Il segreto è non fermarsi, non lasciar spazio ai pensieri, all'inattività.
Se la gravidanza è tosta, io lo son di più.
Mi sto attivando: le pantofole erano solo il primo passo, ora ho finito di preparare la valigia per l'ospedale, ho acquistato orrende camicie da notte in stock al mercato, vestaglie e due pigiami, che non si sa mai, ho fatto la prima lavatrice di vestitini mignon, rimasti poi sullo stendino per un tempo indeterminato, perché non ho ancora una cassettiera in cui sistemarli, ho effettuato svariati viaggi all'isola ecologica e forse sto riuscendo a sgombrare casa, sempre se qualche altro benefattore non decide di mollarci scatoloni di immondizia riesumata in cantina. La camera delle bimbe di là è sgombra (più o meno), imbiancata (si fa quel che si può), e anche se la macchia di umidità sul muro persiste forse forse in questi giorni vengono gli operai a risolverne la causa (veramente li aspettavo per stamani... mah!).
E poi girovago a perlustrare grandi magazzini alla ricerca del mobilio.
Mimi ha detto che vuole un armadio azzurro, e che ci pensa lei: "Non ti pleoccupale, mamma, lo complo io l'ammadio, ci penso io. Ciao mamma, vado a complare l'ammadio!"
Cosa farei senza di lei?

Mi sento un po' stupida a confessare certi stati emotivi, per la verità, soprattutto ora, a freddo, che tutto mi sembra lontano e stento anche a capirne la causa.
Dall'altro canto sento la necessità di esternare, per annientare, legittimare, per relativizzare, capirmi per superarmi.
Mi riempio di cose da fare, di progetti, poi basta un niente per gettarmi nel panico, una giornata storta di litigi e capricci a mettermi KO.
Sono sbagliata, mi dico: non so vivere mai in maniera serena ogni passaggio cruciale della mia vita. A dirla tutta a tratti vivo l'avvicinarsi del parto con l'atteggiamento di chi si avvia la patibolo.
Rifuggo il confronto con realtà simili alla mia perché finisco sempre col sentirmi indietro, più impreparata, più sguarnita, più sfigata.
Da un lato vorrei sentirmi più aiutata, considerata, coccolata. Dall'altra riscatto la mia autonomia, la mia capacità di saper comunque "fare da sola".
E invece mi dicono, dovrei "godermela". E forse è vero.
Godermi l'attesa, i progetti, la preparazione, la trepidazione, l'idea di qualcosa che sta per iniziare.
La stagione è propizia, i tempi sono maturi, il mio ombelico è scomparso.
La bimba è anche pronta, volendo, la sorella scalpita e reclama Noemma a gran voce.
Persino il beduino s'è sbilanciato a voler parlare finalmente di "nomi" per la nascitura. Poi ve ne parlo che quello è proprio un capitolo a sé, e merita.

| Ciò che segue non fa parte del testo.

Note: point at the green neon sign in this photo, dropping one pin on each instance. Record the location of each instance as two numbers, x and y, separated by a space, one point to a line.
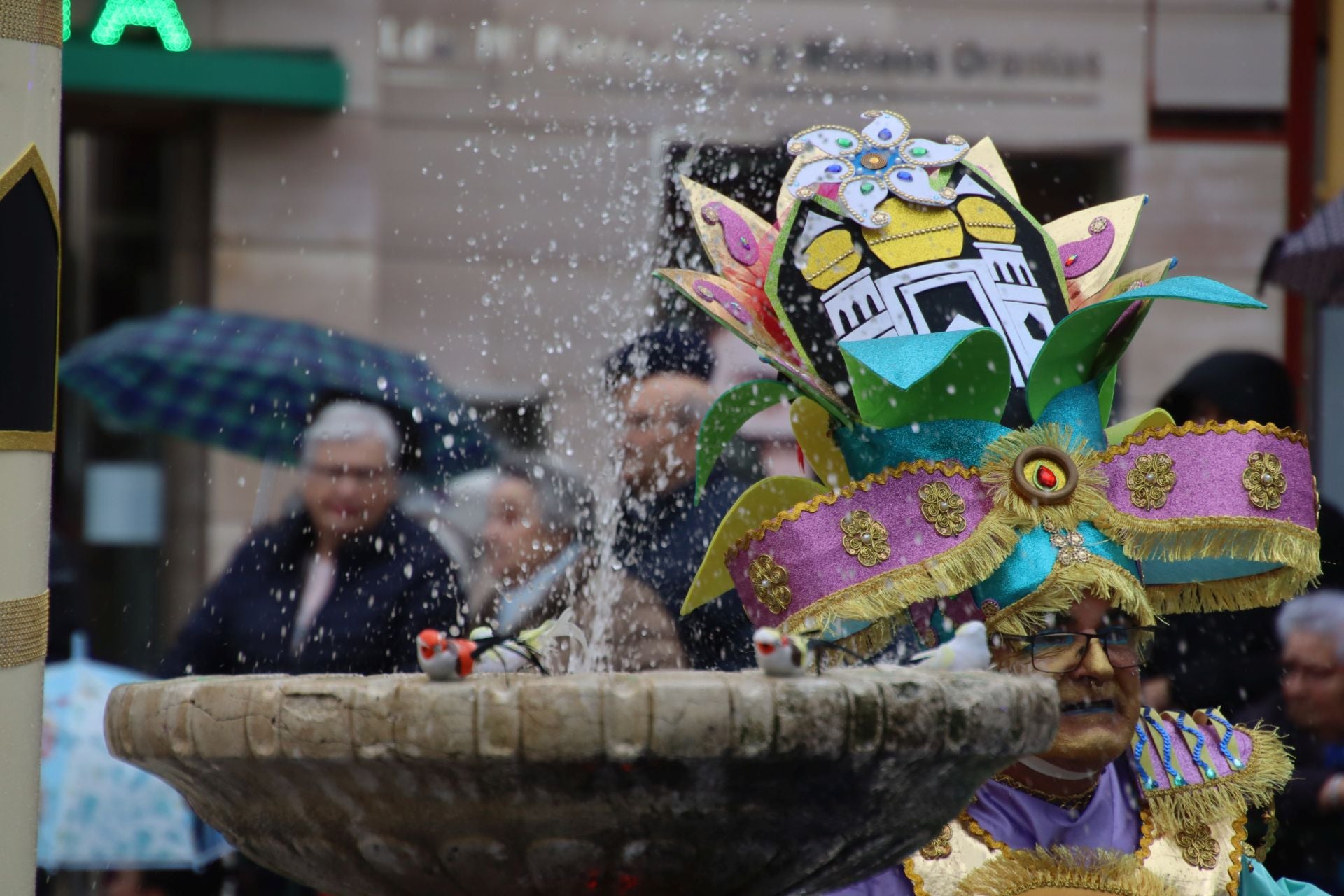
160 15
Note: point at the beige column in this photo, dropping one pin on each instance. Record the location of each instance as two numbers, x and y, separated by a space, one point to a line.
30 115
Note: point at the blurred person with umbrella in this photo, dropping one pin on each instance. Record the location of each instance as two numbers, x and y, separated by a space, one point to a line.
538 561
342 586
1310 713
353 574
660 382
251 384
100 813
1228 659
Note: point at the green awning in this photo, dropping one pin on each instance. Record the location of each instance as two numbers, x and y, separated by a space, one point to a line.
295 78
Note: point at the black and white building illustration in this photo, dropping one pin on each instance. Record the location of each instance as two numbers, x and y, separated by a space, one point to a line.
997 289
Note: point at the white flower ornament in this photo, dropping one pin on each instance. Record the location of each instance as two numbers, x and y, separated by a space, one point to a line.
873 164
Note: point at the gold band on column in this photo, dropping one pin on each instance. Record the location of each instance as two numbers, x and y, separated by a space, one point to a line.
31 20
23 630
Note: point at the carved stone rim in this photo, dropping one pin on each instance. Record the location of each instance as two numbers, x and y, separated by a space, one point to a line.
666 715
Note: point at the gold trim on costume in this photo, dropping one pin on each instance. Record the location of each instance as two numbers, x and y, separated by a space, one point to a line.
1266 771
31 20
26 441
1094 871
1200 429
847 492
23 630
1236 868
942 575
1145 833
999 461
980 833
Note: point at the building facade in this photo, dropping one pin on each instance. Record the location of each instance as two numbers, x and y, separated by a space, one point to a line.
491 190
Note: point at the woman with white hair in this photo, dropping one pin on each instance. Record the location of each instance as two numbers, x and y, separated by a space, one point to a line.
1310 713
343 584
539 559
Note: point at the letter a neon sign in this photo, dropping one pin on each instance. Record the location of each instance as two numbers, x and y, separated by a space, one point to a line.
160 15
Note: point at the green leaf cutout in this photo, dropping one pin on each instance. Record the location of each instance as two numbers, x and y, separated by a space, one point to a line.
1082 348
932 377
760 503
726 416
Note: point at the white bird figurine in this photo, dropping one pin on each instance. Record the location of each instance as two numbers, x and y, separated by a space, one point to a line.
778 654
447 659
787 654
968 649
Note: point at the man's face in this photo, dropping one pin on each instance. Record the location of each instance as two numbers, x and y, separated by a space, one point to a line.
1098 703
662 419
349 485
1313 684
517 540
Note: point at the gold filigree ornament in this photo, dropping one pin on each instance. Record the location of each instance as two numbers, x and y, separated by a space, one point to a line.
771 582
1070 545
940 846
1264 480
864 538
1149 481
942 508
1198 846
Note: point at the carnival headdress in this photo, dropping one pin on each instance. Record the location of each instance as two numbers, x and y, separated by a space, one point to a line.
909 301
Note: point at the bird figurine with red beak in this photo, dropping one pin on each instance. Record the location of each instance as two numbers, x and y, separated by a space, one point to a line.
778 654
447 659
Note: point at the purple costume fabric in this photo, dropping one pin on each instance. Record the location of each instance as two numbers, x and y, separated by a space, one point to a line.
1110 821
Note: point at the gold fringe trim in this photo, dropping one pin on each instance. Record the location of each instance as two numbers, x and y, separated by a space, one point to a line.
916 880
1098 871
1089 498
23 630
945 574
1200 429
980 833
1264 590
1265 774
846 492
1145 834
31 22
1234 869
1070 584
1214 536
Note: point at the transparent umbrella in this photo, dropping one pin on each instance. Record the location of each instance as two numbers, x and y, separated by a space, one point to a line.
97 812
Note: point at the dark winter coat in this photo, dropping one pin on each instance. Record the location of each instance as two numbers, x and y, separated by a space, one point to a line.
391 582
662 543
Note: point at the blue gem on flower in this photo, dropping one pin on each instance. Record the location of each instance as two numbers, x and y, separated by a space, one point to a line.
872 164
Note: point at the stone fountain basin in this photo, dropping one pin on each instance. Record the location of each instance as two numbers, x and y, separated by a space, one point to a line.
670 782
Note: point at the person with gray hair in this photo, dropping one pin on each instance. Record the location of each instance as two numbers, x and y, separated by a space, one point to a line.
340 586
539 559
1310 716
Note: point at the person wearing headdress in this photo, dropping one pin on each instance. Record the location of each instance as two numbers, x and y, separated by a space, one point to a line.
951 365
1230 660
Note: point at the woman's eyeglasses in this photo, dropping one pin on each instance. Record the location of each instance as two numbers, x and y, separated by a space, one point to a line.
1062 652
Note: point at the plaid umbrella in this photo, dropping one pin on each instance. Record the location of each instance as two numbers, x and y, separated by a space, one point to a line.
249 384
1310 261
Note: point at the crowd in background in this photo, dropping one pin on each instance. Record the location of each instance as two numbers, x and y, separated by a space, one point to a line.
346 580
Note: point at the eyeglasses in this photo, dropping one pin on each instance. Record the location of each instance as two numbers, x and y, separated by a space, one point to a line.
1062 652
1315 675
363 475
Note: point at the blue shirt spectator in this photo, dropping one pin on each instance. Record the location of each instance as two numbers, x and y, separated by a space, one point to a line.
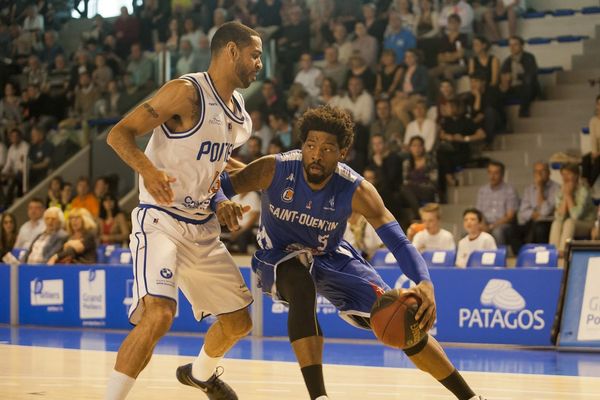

In questi giorni una notizia funesta: una ragazza che ha fatto con me il percorso nascita, stessa età io e lei, stesso tempo di gestazione, entrambe aspettavamo una bimba. Ma il cuore della sua ha smesso di battere, e ora immagino come debba essere, per lei, l'attesa frustrata, il vuoto nelle viscere e nella casa, le aspettative crollate, i sogni sfumati, l'amore profuso verso qualcuno che non hai fatto nemmeno in tempo a stringere tra le braccia.
E mi vergogno della mia miopia, della mia incapacità di apprezzare, di essere grata alla vita, di gioire, sempre ogni giorno che passa, e invee mi perdo in un bicchier d'acqua dopo l'altro, e non vedo l'oceano che mi si apre davanti.

A volte il dolore altrui può aprirti gli occhi, anche se non è giusto.